I am playing a bit around with Qgis 2.14.6 to understand how it deals with distance measurement.
I took a line-shapefile that I saved in 3 different coordinate systems (4326, 32642 and a national one that doesn't exist in Qgis yet).
Using 32642 and the national one, the length is quite similar (6442m vs. 6428m)
But using 4326 (unprojected WGS84), I get 8057m
In all cases, I just used the Field Calculator and introduced $length
.
I was already positively surprised that the result using 4326 was in meters and not in degrees.
To calculate the distance on the dataset in 4326, I assume that Qgis does some kind of re-projection in the background. Does anyone know which one?

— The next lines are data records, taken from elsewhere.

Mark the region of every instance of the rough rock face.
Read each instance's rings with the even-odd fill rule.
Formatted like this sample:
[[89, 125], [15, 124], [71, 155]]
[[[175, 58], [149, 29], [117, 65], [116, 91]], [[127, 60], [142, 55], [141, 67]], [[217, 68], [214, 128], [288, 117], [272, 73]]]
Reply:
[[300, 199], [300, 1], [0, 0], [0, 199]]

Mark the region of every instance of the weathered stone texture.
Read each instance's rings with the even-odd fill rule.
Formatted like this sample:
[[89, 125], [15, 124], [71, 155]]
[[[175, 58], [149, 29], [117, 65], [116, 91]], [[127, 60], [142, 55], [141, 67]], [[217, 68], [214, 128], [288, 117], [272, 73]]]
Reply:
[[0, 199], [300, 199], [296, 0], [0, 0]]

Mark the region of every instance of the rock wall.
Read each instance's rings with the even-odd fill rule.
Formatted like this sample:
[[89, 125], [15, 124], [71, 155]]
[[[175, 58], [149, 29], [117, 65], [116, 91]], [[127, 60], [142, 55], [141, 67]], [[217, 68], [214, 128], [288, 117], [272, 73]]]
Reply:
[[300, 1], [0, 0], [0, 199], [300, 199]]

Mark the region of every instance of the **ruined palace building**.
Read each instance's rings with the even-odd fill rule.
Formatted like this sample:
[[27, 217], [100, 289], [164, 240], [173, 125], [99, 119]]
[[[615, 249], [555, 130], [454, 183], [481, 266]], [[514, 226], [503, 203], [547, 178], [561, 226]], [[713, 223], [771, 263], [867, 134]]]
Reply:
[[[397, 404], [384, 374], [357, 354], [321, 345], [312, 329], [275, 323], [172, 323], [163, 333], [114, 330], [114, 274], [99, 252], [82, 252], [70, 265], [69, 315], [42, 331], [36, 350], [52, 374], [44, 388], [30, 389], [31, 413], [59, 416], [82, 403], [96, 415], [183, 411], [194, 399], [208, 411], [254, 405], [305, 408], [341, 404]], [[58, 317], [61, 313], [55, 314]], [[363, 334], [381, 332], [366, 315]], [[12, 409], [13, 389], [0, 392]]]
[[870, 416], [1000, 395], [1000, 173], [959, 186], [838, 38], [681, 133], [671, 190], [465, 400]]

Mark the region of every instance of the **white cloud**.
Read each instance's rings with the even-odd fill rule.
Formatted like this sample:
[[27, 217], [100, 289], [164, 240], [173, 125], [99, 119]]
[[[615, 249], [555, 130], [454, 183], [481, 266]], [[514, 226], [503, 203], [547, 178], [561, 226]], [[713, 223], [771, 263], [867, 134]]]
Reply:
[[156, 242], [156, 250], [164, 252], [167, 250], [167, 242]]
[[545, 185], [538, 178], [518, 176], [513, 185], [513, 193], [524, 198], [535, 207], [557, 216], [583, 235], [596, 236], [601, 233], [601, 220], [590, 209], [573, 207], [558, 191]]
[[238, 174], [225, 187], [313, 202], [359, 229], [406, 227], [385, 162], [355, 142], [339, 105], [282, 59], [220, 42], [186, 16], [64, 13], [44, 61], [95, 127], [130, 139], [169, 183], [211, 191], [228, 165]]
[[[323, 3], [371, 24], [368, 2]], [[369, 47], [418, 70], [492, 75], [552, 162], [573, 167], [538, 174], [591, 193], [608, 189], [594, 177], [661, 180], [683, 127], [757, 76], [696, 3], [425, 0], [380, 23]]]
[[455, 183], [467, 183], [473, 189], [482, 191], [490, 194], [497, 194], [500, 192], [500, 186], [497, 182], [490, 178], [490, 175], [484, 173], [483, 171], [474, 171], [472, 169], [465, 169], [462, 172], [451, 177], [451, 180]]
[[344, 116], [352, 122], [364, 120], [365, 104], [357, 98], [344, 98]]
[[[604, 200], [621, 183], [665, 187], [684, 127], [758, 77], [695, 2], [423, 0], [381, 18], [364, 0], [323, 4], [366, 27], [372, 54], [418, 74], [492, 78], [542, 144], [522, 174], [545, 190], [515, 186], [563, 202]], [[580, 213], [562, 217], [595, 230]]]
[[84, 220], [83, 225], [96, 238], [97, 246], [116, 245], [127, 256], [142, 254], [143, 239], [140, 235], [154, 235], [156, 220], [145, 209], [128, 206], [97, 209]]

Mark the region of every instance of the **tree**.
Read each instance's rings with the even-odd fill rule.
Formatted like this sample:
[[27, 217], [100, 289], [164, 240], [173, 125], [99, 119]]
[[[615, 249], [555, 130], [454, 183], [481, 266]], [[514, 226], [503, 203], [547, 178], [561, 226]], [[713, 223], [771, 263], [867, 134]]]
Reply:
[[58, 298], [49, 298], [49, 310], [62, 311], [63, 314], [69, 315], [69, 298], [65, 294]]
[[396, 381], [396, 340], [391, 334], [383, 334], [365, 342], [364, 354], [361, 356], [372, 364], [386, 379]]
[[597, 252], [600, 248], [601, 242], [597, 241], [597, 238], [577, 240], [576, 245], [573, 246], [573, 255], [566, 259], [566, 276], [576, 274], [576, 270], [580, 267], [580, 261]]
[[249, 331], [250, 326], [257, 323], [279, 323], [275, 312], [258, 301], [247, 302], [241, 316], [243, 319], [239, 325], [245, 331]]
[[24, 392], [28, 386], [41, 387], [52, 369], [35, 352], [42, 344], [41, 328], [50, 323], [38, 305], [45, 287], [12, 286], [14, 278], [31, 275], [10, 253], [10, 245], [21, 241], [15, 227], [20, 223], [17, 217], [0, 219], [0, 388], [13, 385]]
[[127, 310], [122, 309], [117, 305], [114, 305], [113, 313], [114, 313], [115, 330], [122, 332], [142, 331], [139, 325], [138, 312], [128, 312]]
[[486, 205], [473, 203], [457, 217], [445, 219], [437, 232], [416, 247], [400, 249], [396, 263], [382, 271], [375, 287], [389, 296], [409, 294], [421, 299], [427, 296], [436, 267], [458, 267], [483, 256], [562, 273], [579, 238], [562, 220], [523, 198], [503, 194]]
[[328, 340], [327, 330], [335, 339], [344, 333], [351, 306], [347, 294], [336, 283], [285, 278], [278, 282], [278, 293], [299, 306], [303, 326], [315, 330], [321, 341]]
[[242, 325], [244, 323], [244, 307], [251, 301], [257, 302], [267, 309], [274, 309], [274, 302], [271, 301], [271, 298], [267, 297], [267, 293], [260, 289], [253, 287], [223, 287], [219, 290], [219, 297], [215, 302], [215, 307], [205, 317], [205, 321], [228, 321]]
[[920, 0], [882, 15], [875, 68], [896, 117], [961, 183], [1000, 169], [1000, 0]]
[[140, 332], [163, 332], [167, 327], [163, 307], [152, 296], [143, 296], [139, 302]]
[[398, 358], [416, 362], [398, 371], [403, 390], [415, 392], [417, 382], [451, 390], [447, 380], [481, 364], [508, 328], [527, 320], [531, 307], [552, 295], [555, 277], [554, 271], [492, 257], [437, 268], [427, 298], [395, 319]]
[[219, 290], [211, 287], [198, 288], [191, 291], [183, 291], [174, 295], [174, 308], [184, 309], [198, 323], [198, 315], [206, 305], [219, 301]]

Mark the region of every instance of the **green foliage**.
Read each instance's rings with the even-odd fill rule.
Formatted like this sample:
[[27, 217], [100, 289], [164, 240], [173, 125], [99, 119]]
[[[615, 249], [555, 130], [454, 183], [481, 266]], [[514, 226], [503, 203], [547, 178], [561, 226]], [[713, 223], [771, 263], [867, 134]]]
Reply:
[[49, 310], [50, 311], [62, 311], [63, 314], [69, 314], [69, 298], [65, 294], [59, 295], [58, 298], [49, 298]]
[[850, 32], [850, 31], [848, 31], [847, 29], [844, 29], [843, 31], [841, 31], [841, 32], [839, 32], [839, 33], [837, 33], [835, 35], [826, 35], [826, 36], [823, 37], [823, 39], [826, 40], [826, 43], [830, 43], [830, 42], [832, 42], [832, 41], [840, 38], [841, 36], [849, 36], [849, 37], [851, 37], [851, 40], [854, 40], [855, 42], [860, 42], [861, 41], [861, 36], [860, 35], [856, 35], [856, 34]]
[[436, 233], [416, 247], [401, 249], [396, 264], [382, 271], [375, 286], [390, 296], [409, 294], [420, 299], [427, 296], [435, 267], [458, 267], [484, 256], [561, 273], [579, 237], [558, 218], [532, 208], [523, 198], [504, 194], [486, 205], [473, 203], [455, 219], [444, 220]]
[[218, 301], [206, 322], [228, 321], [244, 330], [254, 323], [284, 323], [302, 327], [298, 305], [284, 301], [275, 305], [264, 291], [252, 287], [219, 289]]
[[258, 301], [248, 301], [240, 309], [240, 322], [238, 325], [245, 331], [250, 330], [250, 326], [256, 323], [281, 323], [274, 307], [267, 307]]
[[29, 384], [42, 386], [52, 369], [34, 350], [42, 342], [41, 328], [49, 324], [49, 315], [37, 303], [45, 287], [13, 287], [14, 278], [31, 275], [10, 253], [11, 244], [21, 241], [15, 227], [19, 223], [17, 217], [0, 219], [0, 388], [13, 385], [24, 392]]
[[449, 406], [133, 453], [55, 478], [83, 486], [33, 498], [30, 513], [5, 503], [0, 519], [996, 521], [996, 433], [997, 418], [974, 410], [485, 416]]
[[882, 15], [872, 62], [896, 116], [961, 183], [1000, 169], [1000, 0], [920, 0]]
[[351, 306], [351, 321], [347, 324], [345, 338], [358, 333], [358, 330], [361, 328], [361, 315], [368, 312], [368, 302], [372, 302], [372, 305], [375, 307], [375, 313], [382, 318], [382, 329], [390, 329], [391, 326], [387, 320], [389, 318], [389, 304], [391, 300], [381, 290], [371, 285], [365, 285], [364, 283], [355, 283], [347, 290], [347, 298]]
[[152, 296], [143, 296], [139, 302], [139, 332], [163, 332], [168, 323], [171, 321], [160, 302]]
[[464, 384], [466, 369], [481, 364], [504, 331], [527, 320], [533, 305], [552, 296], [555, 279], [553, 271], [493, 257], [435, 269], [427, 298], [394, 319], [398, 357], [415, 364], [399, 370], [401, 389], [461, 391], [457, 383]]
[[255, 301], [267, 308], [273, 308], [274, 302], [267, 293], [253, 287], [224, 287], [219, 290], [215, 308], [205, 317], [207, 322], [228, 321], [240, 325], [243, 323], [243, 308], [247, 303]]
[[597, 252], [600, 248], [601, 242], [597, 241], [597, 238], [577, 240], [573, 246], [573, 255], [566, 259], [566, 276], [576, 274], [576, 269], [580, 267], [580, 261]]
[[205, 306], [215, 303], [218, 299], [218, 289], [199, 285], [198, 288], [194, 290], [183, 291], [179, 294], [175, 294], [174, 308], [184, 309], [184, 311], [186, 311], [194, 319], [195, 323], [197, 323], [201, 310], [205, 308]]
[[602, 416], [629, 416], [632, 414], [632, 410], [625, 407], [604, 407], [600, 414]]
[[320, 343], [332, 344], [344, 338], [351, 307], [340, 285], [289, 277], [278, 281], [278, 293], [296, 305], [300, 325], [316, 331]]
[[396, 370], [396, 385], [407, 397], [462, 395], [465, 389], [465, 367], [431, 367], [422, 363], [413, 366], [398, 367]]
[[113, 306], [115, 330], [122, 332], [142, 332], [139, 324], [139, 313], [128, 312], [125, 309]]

Shapefiles here if anyone wants to play around: http://bit.ly/2cwe4w9
EDIT - adding more info after more tests
As you can see, now both my shapefile and the project are in EPSG:4326, so unprojected:
Here the rough measurement of my shapefile, with the Qgis measure tool:
When I use the field calculator, the preview gives me a value in degrees, while the result seems to be in meters:
This would mean that the function $length
, like the measurement tool, always gives a result in meters, but using a very coarse approximation of the degrees => meters transformation:
Is this a bug? or should it really behave like this? I find it at best counter-intuitive (but maybe it's just me) and, at worse, completely misleading (it makes very little sense to use, everywhere on earth, the length of 1 degree at the Equator). Any input or opinion here? Should I open a bug report (at least for the inconsistency between the preview and the actual result)?